In the instant case, no officer of appellant lumber company testified that the defendant Dalton did not have a right to use the automobile for his personal business or pleasure at the time of the accident here in question, while the latter testified that at no time did appellant place any restrictions upon his use of the automobile outside of working hours. (Haggard v. Frick, 6 Cal. App. 2d 392 [44 PaCal.2d 447].) This state of the evidence was, in our opinion, sufficient to support the judgment against appellant under the rule announced in Tieman v. Red Top Cab Co., 117 Cal. App. 40 [3 PaCal.2d 381], and approved in Dahl v. Spotts, 128 Cal. App. 133, 136 [16 PaCal.2d 774], as follows:

"Appellants' failure to offer any evidence on these issues, although obviously the best advised, requires that the above evidence 'be estimated not only by its own intrinsic weight, but also according to the evidence which it is in the power of one side to produce and of the other to contradict'. (Code Civ. Proc., sec. 2061, subd. 6.) '"It is a well-settled rule that when the evidence tends to prove a material fact which imposes a liability on a party, and he has it in his power to produce evidence which from its very nature must overthrow the case made against him if it is not founded on fact, and he refuses to produce such evidence, the presumption arises that the evidence, if produced, would operate to his prejudice, and support the case of his adversary."' (Bone v.
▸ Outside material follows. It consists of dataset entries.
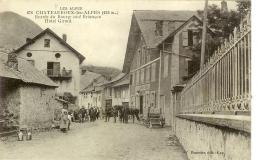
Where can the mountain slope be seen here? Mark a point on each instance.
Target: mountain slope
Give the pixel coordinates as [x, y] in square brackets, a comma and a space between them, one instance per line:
[14, 29]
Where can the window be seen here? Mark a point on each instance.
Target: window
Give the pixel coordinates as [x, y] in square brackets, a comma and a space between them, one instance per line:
[47, 43]
[131, 79]
[190, 38]
[185, 38]
[53, 68]
[142, 75]
[153, 72]
[137, 76]
[29, 54]
[117, 94]
[31, 62]
[57, 55]
[147, 57]
[153, 99]
[165, 70]
[110, 92]
[147, 74]
[159, 27]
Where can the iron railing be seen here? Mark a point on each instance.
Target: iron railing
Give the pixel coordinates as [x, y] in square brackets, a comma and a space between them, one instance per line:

Hayes, 154 Cal. 759, 765 [99 P. 172]; Alloggi v. Southern Pac. Co., 37 Cal. App. 72 [173 P. 1117]; Perry v. A. Paladini, Inc., 89 Cal. App. 275 [264 P. 580].)

We have examined the cases cited by appellant, and are of the opinion that they are distinguishable from the instant case; and in the final analysis, each case must be judged on its own facts. To our mind, the record herein contains evidence of sufficient substantiality to warrant the trial court [15 Cal. App. 2d 263] in finding that the defendant Dalton had at least implied permission of appellant to use the automobile in question.

The judgment is affirmed.

York, Acting P. J., and Doran, J., concurred.